Vulnerability #3 is being exploited in the wild.
Vulnerability #4 is being exploited in the wild.
Vulnerability #5 is being exploited in the wild.
Vulnerability #6 is being exploited in the wild.
Vulnerable software
DVR HVR-4781
Hardware solutions / Other hardware appliances

DVR HVR-8781
Hardware solutions / Other hardware appliances

DVR HVR-16781
Hardware solutions / Other hardware appliances

DVR LGUVR-4H
Hardware solutions / Other hardware appliances

DVR LGUVR-8H
Hardware solutions / Other hardware appliances

DVR LGUVR-16H
Hardware solutions / Other hardware appliances

Vendor Hitron Systems

Security Bulletin

This security bulletin contains information about 6 vulnerabilities.

1) Use of default credentials

EUVDB-ID: #VU85939

Risk: Critical

CVSSv3.1: 9.2 [CVSS:3.1/AV:A/AC:L/PR:N/UI:N/S:C/C:H/I:H/A:H/E:H/RL:O/RC:C]

CVE-ID: CVE-2024-22768

CWE-ID: CWE-1392 - Use of Default Credentials

Exploit availability: No

Description

The vulnerability allows a remote attacker to compromise the affected system.

The vulnerability exists due to usage of default administrative credentials. A remote attacker can use default credentials to compromise the affected device.

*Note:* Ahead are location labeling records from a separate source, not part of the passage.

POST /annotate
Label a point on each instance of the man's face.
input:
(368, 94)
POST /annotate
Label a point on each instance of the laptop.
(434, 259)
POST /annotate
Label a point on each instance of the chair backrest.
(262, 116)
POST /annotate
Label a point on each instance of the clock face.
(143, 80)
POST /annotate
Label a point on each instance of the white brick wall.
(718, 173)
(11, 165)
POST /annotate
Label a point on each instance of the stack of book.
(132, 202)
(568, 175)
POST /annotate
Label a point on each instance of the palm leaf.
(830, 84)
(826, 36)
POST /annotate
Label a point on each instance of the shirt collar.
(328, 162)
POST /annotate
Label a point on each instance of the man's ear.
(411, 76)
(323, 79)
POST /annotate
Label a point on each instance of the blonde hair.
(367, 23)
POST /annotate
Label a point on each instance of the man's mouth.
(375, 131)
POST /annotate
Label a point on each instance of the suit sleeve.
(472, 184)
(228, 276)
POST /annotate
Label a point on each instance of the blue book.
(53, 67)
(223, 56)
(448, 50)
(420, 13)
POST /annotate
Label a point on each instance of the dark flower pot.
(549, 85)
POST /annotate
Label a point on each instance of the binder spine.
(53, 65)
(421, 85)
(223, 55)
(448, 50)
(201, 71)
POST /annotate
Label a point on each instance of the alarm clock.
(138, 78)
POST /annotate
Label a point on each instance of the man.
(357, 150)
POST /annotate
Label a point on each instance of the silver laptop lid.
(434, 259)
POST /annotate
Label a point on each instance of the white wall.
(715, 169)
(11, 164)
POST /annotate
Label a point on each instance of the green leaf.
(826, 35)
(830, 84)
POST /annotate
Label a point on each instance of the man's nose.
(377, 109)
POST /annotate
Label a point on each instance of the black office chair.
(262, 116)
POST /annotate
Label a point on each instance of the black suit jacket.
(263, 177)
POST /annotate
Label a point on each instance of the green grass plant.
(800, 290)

Note, the vulnerability is being actively exploited in the wild by the Mirai botnet.

Mitigation

Install updates from vendor's website.

Vulnerable software versions

DVR HVR-4781: 1.03 - 4.02

CPE2.3 External links

http://www.cisa.gov/news-events/ics-advisories/icsa-24-030-04
http://www.akamai.com/blog/security-research/2024/jan/hitron-zero-day-vulnerability-spreading-mirai-patched


Q & A

Can this vulnerability be exploited remotely?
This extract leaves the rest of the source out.